Pada sebuah kongres penulis diseluruh dunia, Takdir menikah lagi dengan seorang wanita Eropa yang dijumpainya dalam kongres tersebut. sudah lama ia “bertualang” dalam alam pikiran Eropa dan bertekad menguasai kebudayaannya. Dr. Margret Axer, yang ketika itu menjadi redaktur kebudayaan sebuah surat kabar di Jerman, adalah seorang ahli bahasa, serta ahli sastra Jerman dan Inggris. dari perkawinan mereka dikaruniai empat orang anak.

dari sembilan orang anak Sutan Takdir Alisjahbana, dua orang diantaranya menjadi tokoh masyarakat. yang pertama, Iskandar Alisjahbana, seorang cendikiawan; dan Sofyan Alisjahbana, pemimpin sebuah perusahaan penerbitan yang sukses.
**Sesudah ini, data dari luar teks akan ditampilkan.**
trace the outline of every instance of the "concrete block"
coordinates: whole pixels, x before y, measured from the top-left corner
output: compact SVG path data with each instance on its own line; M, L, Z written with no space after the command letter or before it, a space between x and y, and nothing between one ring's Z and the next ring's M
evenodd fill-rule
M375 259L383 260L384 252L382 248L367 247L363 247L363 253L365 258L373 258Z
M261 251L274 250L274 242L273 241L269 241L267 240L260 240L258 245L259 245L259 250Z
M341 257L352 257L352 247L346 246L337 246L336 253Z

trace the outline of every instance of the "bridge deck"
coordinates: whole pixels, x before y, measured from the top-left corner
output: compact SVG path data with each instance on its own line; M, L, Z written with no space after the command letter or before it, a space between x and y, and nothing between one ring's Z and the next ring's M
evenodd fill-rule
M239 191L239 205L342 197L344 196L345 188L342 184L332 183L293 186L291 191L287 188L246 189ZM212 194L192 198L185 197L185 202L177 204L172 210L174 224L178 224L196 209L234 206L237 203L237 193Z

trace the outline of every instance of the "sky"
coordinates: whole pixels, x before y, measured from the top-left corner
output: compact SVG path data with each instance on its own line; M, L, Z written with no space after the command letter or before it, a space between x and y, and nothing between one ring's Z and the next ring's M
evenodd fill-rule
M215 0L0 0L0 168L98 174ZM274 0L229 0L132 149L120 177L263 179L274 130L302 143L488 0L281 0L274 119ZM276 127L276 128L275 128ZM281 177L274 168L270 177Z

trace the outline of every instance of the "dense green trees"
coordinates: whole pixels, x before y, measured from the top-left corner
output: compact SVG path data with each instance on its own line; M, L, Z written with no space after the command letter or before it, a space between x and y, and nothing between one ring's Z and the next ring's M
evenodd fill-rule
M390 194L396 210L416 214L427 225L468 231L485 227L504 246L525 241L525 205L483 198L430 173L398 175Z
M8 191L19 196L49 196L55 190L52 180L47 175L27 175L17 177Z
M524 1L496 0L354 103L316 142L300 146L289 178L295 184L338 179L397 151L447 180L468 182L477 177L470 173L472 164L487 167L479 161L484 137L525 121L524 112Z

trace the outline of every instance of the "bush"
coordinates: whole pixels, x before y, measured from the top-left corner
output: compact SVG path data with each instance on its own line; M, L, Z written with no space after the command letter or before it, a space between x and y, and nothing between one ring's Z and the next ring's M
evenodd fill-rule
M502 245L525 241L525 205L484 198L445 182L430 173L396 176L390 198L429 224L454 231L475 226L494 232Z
Adapun keluarga, istri dan anak-anak Sutan Takdir Alisjahbana yaitu :
1.    Samiati Alisjahbana, Alm.
2.    Iskandar Alisjahbana
3.    Sofyan Alisjahbana
Adalah anak-anak STA dari hasil perkawinannya dengan Raden Ajeng Rohani Daha, tahun 1929. pada tahun 1935, istrinya meninggal di Jakarta.

4.    Mitra Alisjahbana
5.    Sri Artaria Alisjahbana
Adalah anak-anak STA, dari perkawinannya dengan Raden Roro Sugiarti, tahun 1941. Raden Roro Sugiarti meninggal di Los Angeles, Amerika Serikat; pada tahun 1952

6.    Tamalia Alisjahbana
7.    Marita Alisjahbana
8.    Marga Alisjahbana
9.    Mario Alisjahbana
Empat anak-anak hasil perkawinan STA dengan Dr. Margret Axer pada tahun 1953 di Bonn, Jerman Barat. Istrinya meninggal pada tanggal 15 Maret 1994.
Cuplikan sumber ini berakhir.